Viewpoint: School safety, student well-being remain top priorities as new year begins

Posted at 2:28 PM on Aug 14, 2019


Editor's Note: Iredell-Statesville Schools Board of Education Chairman Martin Page made the following comments during the August 12 school board meeting.


The 2019-20 school year is off to a good start. I-SS enrollment is up, especially in the south end of the county. Some of our southern schools are seeing over double-digit percentage growth. This amount of growth always puts a strain on our resources, especially this year without an approved state budget.

With the recent mass shootings in our country, school safety, security, and student well-being is a hot topic.

Last year Iredell-Statesville Schools spent over $1.25 million on student safety, security, and SRO funding and student well-being. Most of of the money was for School Resource Officers (SROs), crossing guards, nurses, student assistance personnel, and social workers.

Capital expenses included $255,000 on safety and security improvements, including fencing, control gates, school entrance security, and window film. I-SS provided $462,400 for school SROs; of this amount, approximately $383,000 was provided by the state.

This year we are very pleased with the increase in School Resource Officers at our schools. We thank the Iredell County commissioners for setting up a special fund ($1,971,152) for public school safety. This year I-SS has increased its expenditures for SROs by $175,194.

To achieve this, commissioners moved just under a million dollars ($985,576) of I-SS’s capital funds and then matched it with county money. This shift of I-SS’s capital funds allowed the money to be spent in support of safety personnel instead of building and maintenance.

Unfortunately, without a new funding stream, we will have to continue to move money from capital and instructional areas to pay for safety, security and student well-being. In other words, we are robbing Peter to pay Paul.

This safety fund moved the funding for the five existing SROs at our county middle schools (a cost of approximately $268,000) and the training/supply/insurance of all the 10 existing county SROs (about $81,500) from the sheriff's office budget to the new joint safety fund.

The safety fund also pays for four additional sheriff SROs ($187,973) and gives the sheriff’s office $100,000 to equip them to serve our elementary schools.

A big thanks to Sheriff Darren Campbell for funding three additional SROs and their expenses from his budget to provide an SRO assigned to geographically paired elementary schools in the county.

One of the sheriff’s and I-SS’s goals is to have an SRO in every public school in the county.
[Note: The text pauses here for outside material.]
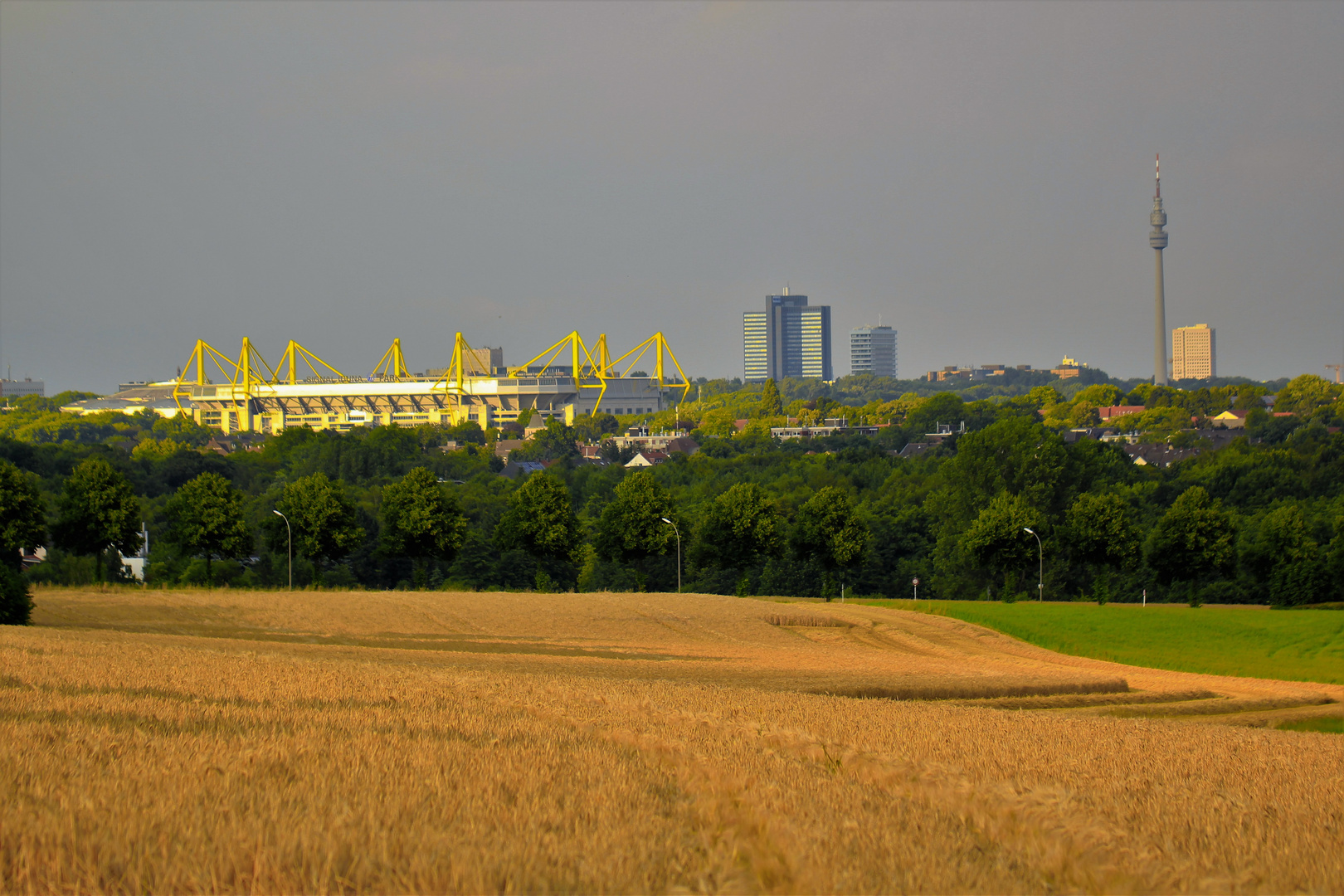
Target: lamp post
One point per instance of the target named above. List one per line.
(290, 533)
(678, 553)
(1040, 575)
The sheriff also funds an SRO supervisor and a full time school K-9 officer. Thank you, Sheriff Campbell and the Iredell County Sheriff’s Office!

This joint safety fund also provides an additional Troutman Police Department SRO for South Iredell High School, our second largest high school and home to our system-wide IB choice program. South High now has two SROs as does Lake Norman High.
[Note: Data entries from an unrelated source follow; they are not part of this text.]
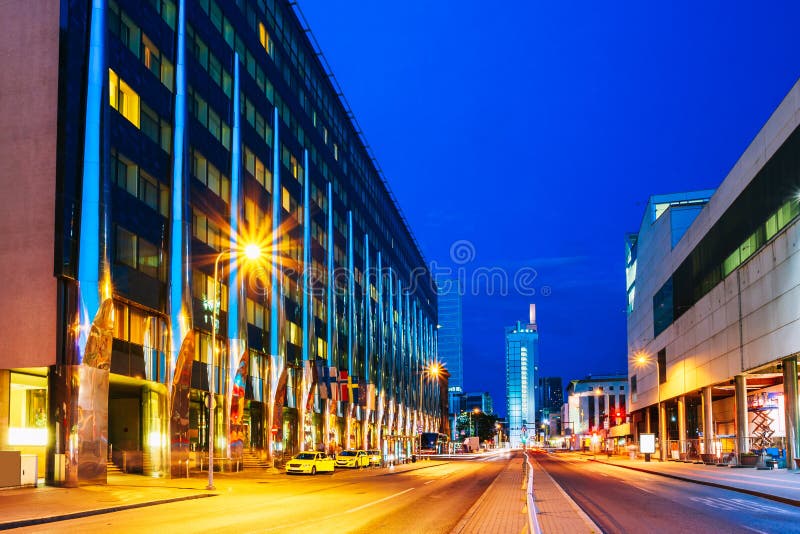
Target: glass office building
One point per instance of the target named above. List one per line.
(156, 139)
(451, 342)
(522, 369)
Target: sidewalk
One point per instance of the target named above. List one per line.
(503, 507)
(775, 484)
(20, 507)
(556, 511)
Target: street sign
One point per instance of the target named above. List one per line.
(647, 443)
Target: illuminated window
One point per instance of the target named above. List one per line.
(139, 254)
(27, 410)
(123, 98)
(264, 38)
(285, 199)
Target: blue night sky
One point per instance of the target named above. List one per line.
(537, 131)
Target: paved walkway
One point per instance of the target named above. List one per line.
(775, 484)
(502, 508)
(555, 510)
(20, 507)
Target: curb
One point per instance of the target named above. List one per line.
(99, 511)
(771, 497)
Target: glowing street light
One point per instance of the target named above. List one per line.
(252, 252)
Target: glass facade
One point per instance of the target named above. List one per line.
(451, 341)
(218, 124)
(522, 368)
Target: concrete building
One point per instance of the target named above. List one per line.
(714, 307)
(550, 397)
(145, 144)
(450, 337)
(522, 369)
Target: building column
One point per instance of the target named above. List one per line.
(742, 430)
(682, 423)
(663, 435)
(791, 411)
(708, 420)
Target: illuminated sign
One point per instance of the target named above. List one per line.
(647, 443)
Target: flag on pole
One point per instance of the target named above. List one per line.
(353, 388)
(343, 380)
(324, 379)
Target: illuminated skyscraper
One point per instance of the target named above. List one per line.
(450, 341)
(522, 369)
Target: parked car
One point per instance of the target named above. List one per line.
(375, 458)
(310, 463)
(352, 458)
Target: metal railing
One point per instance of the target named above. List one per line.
(723, 450)
(533, 515)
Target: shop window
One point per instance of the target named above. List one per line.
(27, 410)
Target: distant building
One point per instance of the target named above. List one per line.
(450, 348)
(549, 397)
(481, 401)
(593, 405)
(522, 368)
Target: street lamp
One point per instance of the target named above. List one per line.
(251, 252)
(434, 369)
(643, 360)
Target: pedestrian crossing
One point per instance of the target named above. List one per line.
(738, 504)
The safety fund now provides four SROs for I-SS’s schools in Troutman. The Town of Troutman covers vehicles/equipment/training/supplies/insurance cost for these SROs. Thank you, Troutman and the Troutman Police Department!

The new joint fund also provides two new Statesville City Police Department SROs. One new SRO is assigned to Northview IB Middle School and one is split between East Elementary and NB Mills Elementary.
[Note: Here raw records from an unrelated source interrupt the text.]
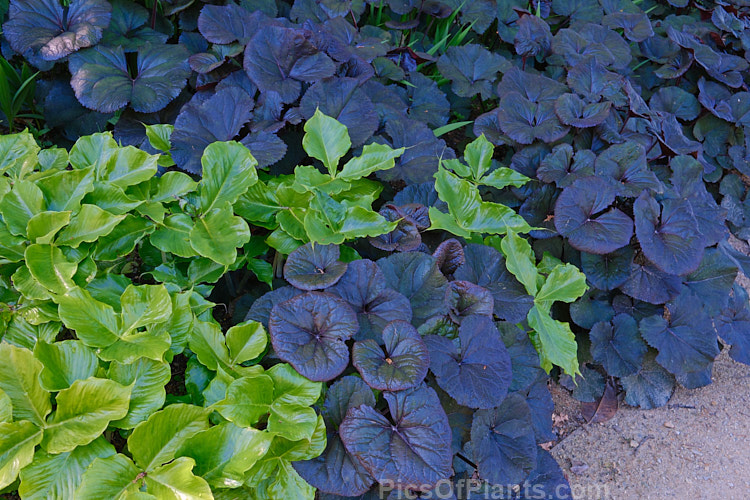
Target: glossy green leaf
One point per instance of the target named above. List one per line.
(554, 341)
(18, 154)
(326, 139)
(174, 236)
(92, 150)
(89, 224)
(114, 477)
(64, 190)
(128, 166)
(218, 234)
(17, 442)
(247, 399)
(176, 481)
(503, 177)
(83, 412)
(43, 227)
(565, 283)
(18, 206)
(64, 363)
(520, 260)
(468, 210)
(228, 171)
(246, 341)
(19, 379)
(11, 247)
(144, 305)
(225, 452)
(374, 157)
(58, 476)
(123, 238)
(171, 186)
(94, 322)
(148, 378)
(155, 441)
(6, 407)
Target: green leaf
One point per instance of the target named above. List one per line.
(503, 177)
(19, 379)
(247, 399)
(155, 441)
(114, 477)
(43, 227)
(123, 238)
(565, 283)
(207, 342)
(94, 322)
(259, 205)
(159, 135)
(83, 412)
(228, 171)
(58, 476)
(218, 234)
(470, 212)
(6, 407)
(262, 270)
(246, 341)
(17, 442)
(11, 247)
(225, 452)
(150, 344)
(520, 260)
(89, 224)
(478, 155)
(273, 475)
(64, 190)
(145, 305)
(128, 166)
(148, 378)
(112, 199)
(291, 387)
(326, 139)
(93, 150)
(18, 154)
(374, 157)
(176, 481)
(554, 341)
(53, 158)
(64, 363)
(171, 186)
(174, 236)
(18, 206)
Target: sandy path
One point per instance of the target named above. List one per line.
(696, 447)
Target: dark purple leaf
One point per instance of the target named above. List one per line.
(101, 79)
(309, 331)
(475, 368)
(579, 217)
(279, 59)
(400, 364)
(503, 442)
(363, 287)
(413, 450)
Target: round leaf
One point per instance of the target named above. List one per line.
(475, 368)
(404, 363)
(310, 330)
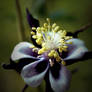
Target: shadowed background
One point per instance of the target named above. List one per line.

This addition gives the City Of Statesville a total of five full-time SROs. The city also pays for a supervisor, who is stationed at Statesville High School, in addition to the full-time SRO there. Statesville also pays for vehicles/equipment/training/supplies/insurance cost for these SROs. We thank the Statesville Police Department for its support!

Again, a big thank you to all our law enforcement partners for their support in providing onsite law enforcement at these campuses. SROs provide on the spot armed protection in the event of a serious situation. Perhaps even more important is their day-to-day interaction with the students.

Other uses of the joint safety fund is to provide money ($95,000) for the five gate monitors at our five traditional high schools, paid for by the county for the last two years. There is also $50,000 in the joint safety budget for extra security when and if it is needed for events or emergencies.

The safety fund has an additional $595,964 budgeted for cameras, communication upgrades, social media monitoring software, and various capital safety improvements. One of I-SS’s top priorities for this year is greatly improving the real-time communication at our schools with law enforcement.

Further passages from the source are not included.